DagsterDocs

Deploying Dagster to Docker#

If you are running on AWS ECS or another container-based orchestration system, you'll likely want to package Dagit using a Docker image.

A minimal skeleton Dockerfile that will run Dagit is shown below:

FROM python:3.7-slim

RUN mkdir -p /opt/dagster/dagster_home /opt/dagster/app

RUN pip install dagit dagster-postgres

# Copy your pipeline code and workspace to /opt/dagster/app
COPY pipelines.py workspace.yaml /opt/dagster/app/

ENV DAGSTER_HOME=/opt/dagster/dagster_home/

# Copy dagster instance YAML to $DAGSTER_HOME
COPY dagster.yaml /opt/dagster/dagster_home/

WORKDIR /opt/dagster/app

EXPOSE 3000

ENTRYPOINT ["dagit", "-h", "0.0.0.0", "-p", "3000"]

You'll also need to include a dagster.yaml file in the same directory as the Dockerfile to configure the Dagster instance that Dagit will use:

run_storage:
  module: dagster_postgres.run_storage
  class: PostgresRunStorage
  config:
    postgres_db:
      username:
        env: DAGSTER_PG_USERNAME
      password:
        env: DAGSTER_PG_PASSWORD
      hostname:
        env: DAGSTER_PG_HOST
      db_name:
        env: DAGSTER_PG_DB
      port: 5432

event_log_storage:
  module: dagster_postgres.event_log
  class: PostgresEventLogStorage
  config:
    postgres_db:
      username:
        env: DAGSTER_PG_USERNAME
      password:
        env: DAGSTER_PG_PASSWORD
      hostname:
        env: DAGSTER_PG_HOST
      db_name:
        env: DAGSTER_PG_DB
      port: 5432

schedule_storage:
  module: dagster_postgres.schedule_storage
  class: PostgresScheduleStorage
  config:
    postgres_db:
      username:
        env: DAGSTER_PG_USERNAME
      password:
        env: DAGSTER_PG_PASSWORD
      hostname:
        env: DAGSTER_PG_HOST
      db_name:
        env: DAGSTER_PG_DB
      port: 5432

compute_logs:
  module: dagster_aws.s3.compute_log_manager
  class: S3ComputeLogManager
  config:
    bucket: "mycorp-dagster-compute-logs"
    prefix: "dagster-test-"

local_artifact_storage:
  module: dagster.core.storage.root
  class: LocalArtifactStorage
  config:
    base_dir: "/opt/dagster/local/"

In cases where you're using environment variable to configure the instance, you should ensure these environment variables are exposed in the running Dagit container.

In practice, you may want to volume mount your pipeline code into your containers to enable deployment patterns such as git-sync sidecars that avoid the need to rebuild images and redeploy containers when pipeline code changes.

Dagit servers expose a health check endpoint at /dagit_info, which returns a JSON response like:

{
  "dagit_version": "0.6.6",
  "dagster_graphql_version": "0.6.6",
  "dagster_version": "0.6.6"
}

Multi-container Docker deployment#

More advanced dagster deployments will require deploying more than one container.

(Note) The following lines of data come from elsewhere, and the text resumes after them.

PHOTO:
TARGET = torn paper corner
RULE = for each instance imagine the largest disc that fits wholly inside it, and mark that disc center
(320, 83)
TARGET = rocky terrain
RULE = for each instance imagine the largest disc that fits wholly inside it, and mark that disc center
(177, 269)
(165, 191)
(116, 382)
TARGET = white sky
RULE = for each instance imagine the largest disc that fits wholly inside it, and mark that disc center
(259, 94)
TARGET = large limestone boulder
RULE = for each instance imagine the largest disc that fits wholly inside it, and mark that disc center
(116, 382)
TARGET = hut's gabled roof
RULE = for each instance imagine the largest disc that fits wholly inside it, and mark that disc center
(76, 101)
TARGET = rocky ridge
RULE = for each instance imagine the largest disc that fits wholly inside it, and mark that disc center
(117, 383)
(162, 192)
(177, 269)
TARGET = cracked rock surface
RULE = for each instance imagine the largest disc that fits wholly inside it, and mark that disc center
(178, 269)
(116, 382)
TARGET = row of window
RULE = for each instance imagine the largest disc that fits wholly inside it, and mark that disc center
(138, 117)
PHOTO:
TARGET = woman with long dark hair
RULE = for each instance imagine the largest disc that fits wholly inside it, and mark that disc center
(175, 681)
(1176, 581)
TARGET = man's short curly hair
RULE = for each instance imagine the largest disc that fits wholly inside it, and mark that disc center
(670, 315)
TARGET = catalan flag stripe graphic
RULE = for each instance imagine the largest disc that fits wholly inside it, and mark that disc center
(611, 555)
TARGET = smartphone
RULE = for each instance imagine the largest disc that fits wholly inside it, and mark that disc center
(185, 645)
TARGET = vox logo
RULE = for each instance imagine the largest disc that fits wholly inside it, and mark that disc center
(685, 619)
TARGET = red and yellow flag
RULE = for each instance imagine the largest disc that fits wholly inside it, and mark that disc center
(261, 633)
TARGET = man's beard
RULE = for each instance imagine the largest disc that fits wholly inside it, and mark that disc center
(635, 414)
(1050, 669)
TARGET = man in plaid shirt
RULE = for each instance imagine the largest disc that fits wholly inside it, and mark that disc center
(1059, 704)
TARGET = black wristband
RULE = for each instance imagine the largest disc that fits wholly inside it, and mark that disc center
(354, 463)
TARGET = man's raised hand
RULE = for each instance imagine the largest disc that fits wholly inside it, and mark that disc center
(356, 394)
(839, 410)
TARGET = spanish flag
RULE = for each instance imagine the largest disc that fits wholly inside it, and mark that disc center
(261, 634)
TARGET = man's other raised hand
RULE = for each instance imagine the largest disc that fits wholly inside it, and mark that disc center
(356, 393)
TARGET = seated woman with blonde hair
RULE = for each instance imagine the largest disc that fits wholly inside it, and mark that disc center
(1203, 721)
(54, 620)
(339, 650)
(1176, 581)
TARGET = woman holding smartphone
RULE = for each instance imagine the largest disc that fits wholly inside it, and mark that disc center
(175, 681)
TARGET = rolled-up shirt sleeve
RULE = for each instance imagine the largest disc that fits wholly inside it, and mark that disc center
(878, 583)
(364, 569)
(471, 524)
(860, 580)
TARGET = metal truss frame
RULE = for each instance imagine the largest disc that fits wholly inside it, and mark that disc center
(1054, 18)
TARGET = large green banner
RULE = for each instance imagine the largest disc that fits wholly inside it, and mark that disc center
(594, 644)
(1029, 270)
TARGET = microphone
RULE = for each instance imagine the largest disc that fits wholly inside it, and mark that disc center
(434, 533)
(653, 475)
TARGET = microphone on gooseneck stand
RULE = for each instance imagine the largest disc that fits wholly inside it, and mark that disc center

For example, if you are using dagster-daemon to run schedules and sensors or manage a queue of runs, you'll likely want a separate container running the dagster-daemon service. Dagster also supports a deployment setup where pipeline code can be updated and deployed separately in its own container, without needing to redeploy the other dagster services.

A complete working example of this architecture using docker-compose can be found in this example below, which includes a dagit container, a dagster-daemon container, and one or more containers with user pipeline code.

Example#

You can find the code for this example on Github

This example demonstrates a Dagster deployment that includes a Dagit container for loading and launching pipelines, a dagster-daemon container for managing a run queue and submitting runs from schedules and sensors, a postgres container for persistent storage, and a container with user pipeline code. The Dagster instance uses DockerRunLauncher to launch each run in its own container.

To start the deployment, run docker-compose up.